Kasat Reskrim Polres Lombok Utara AKP I Kadek Metria yang dihubungi wartawan di Mataram, Jumat, menjelaskan Marianto dalam kasus ini diduga melampirkan ijazah palsu saat proses pencalonannya sebagai kepala desa.

“Dalam kasus ini yang bersangkutan disangkakan dengan pidana Pasal 266 KUHP,” kata Kadek Metria.

Dia menjelaskan bahwa pidana yang mengatur tentang pemalsuan dokumen tersebut disangkakan terhadap Marianto yang belum lama terpilih sebagai Kades Sokong, berdasarkan alat bukti hasil penyelidikan.

Karena itu, terhitung sejak Jumat (6/4) penyidik kepolisian menetapkannya sebagai tersangka sekaligus menahan Marianto dengan tujuan untuk mengantisipasi melarikan diri dan menghilangkan barang bukti.

Lebih lanjut, Kadek Metria mengungkapkan bahwa pihaknya telah berkoordinasi dengan Kejari Mataram melalui Surat Pemberitahuan Dimulainya Penyidikan (SPDP).

“Sebelumnya SPDP juga sudah kita serahkan ke pihak kejaksaan,” ujarnya.

Marianto diduga memasukkan keterangan palsu ke dalam suatu akta otentik dalam pencalonannya sebagai kades, berupa ijazah MTS Sunan Kalijaga Tanjung.

Tersangka diduga menyuruh pihak sekolah untuk membuat surat keterangan kehilangan ijazah pada Juli 2017 lalu.

Namun setelah dicek oleh penyidik kepolisian, pihak sekolah tidak menemukan ijazah atas nama Marianto yang dikeluarkan pada tahun ajaran 1998/1999.

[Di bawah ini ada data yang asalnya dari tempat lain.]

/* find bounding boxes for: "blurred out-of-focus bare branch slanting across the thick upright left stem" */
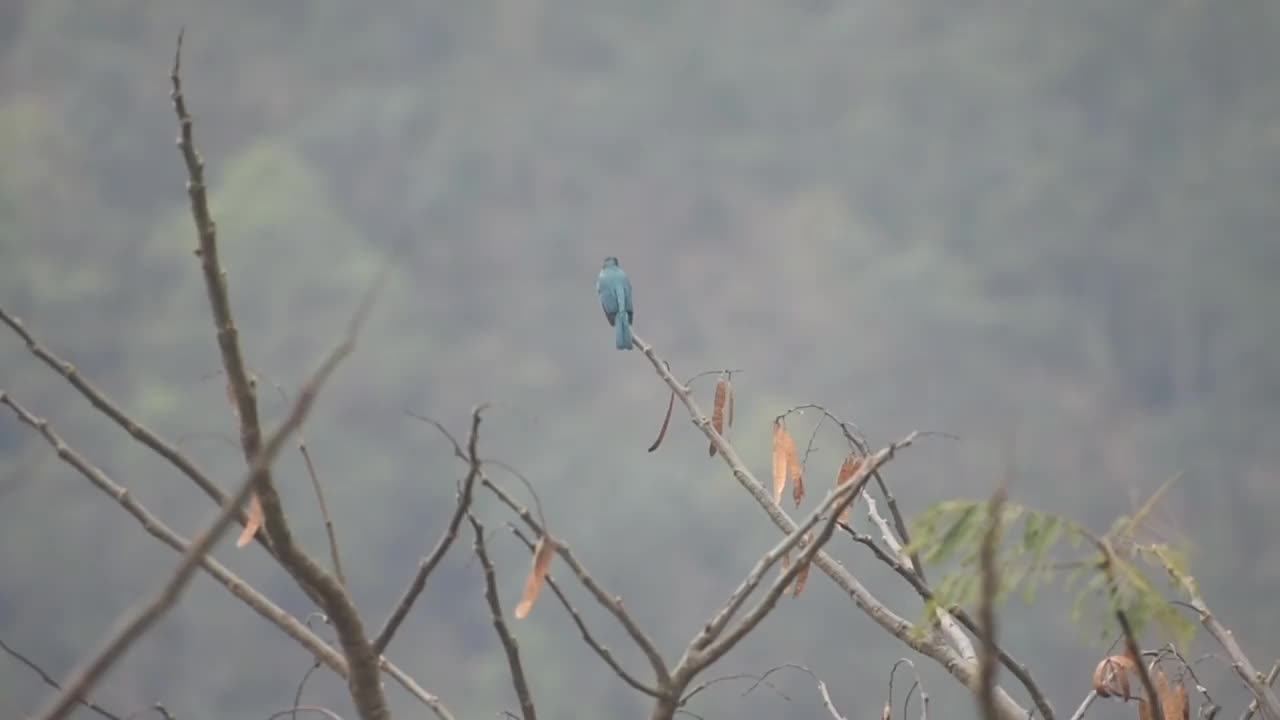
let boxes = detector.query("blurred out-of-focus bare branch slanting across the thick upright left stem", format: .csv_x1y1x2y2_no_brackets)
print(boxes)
30,317,358,720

Pihak sekolah kemudian membuat surat rekomendasi kehilangan ijazah, yang belakangan membatalkan penerbitan surat tersebut.

Begitu juga dengan informasi dari Kantor Kementerian Agama Lombok Utara yang tidak menemukan ijazah atas nama Marianto dalam daftar peserta ujian tahun ajaran 1999/2000.

Hasil itu juga diperkuat dengan data dari Dikbud Lombok Barat yang bertindak sebagai penyelenggara ujian di tahun tersebut.

Dalam keterangannya, Marianto disebut tidak pernah ikut ujian SMP. Di MTS tersebut Marianto hanya bersekolah sampai kelas 1.